Want to become a yoga teacher? Here’s August’s story
Posted by Katie Brown, 03-Jan-2022
Since graduating from the IYTA’s Diploma of Yoga teaching a year ago, August Smits has found his niche – teaching yoga to the broader community.
August teaches four weekly classes – sharing the benefits of this ancient practice with two mens’ only classes, a yoga class for staff at the Sydney Children’s Hospital and a Chair Yoga Class for cancer patients.
August says: “Part of my philosophy is to open up yoga to a broader community. I think less than 20 per cent of practitioners are men, so two of my weekly classes are purely for men.
He adds: “Teaching yoga with honestly, generosity and compassion gives you insight into who you are.”
He says the key to teaching to the broader community is to run the practice at a slower pace and adjust everything according to who is in the class.
He doesn’t do headstands or shoulderstands. It’s the simpler poses he focuses on, but doing them safely and slowly. “It’s also lighthearted,’ he says with a smile. “And we have a lot of fun!”
Teaching yoga has given August a more balanced and fulfilling work, life balance. The 67-year old works as an architect two to three days a week, teaches yoga and spends the rest of his time relaxing with his family – including his two young grandchildren.
One of the main reasons August has been able to create this life is due to his studies with the IYTA’s Diploma of Yoga Teaching. The year-long course helped him further his knowledge and passion for yogic philosophy, asanas and learn how to teach classes and adapt poses for all levels and ages.
He says: “It’s a tiny investment for such a phenomenal wealth of knowledge and experience.”
August chose the IYTA course because it was a 460-hour course. He says: “I knew that a 200-hour course would only just scrape the barrel of what there is to learn.”
He says he believes many students fall into the “trap” of enrolling in a cheaper, shorter course, but find themselves lacking confidence and not being able to fully comprehend the depth of yoga required to be able to teach.

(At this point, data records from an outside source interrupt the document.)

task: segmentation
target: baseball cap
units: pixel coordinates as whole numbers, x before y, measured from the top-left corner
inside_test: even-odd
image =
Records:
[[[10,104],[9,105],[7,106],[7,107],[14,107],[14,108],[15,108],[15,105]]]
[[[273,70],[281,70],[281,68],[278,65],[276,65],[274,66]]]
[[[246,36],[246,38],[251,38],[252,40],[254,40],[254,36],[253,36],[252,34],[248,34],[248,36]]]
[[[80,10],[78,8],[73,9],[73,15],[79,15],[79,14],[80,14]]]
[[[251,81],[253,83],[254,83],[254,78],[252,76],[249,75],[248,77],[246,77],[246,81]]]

He particularly recommends the IYTA Diploma of Yoga course because it is not commercially driven. The IYTA is a non-profit organisation so it is not based on a business model, but offers on-going support and membership of an international yoga community.
August spent time researching yoga schools as he was keen to learn in an environment which was open and friendly to a broad demographic. He said he found the course (which was held both online and face-to-face throughout 2020), physically challenging, but believes he is much fitter and self-aware as a result.
He says: “Physically I have my limitations, but I found that to be more of a benefit than a hindrance with the students I tend to attract. People can relate to me and I don’t take them anywhere that could be unsafe for their body.”
August is also quick to emphasise that age shouldn’t be a barrier to practise. He adds: “Age isn’t an issue with me personally I have a lot of students well over 65 and they’ve always got a conversation in their head that they are too old. I tell them to forget their age – and not to let it limit them.”
So if you are looking for a new challenge this year – especially if you are older – then why not discover the joy of yoga – both professionally and personally to enrich and enhance your life.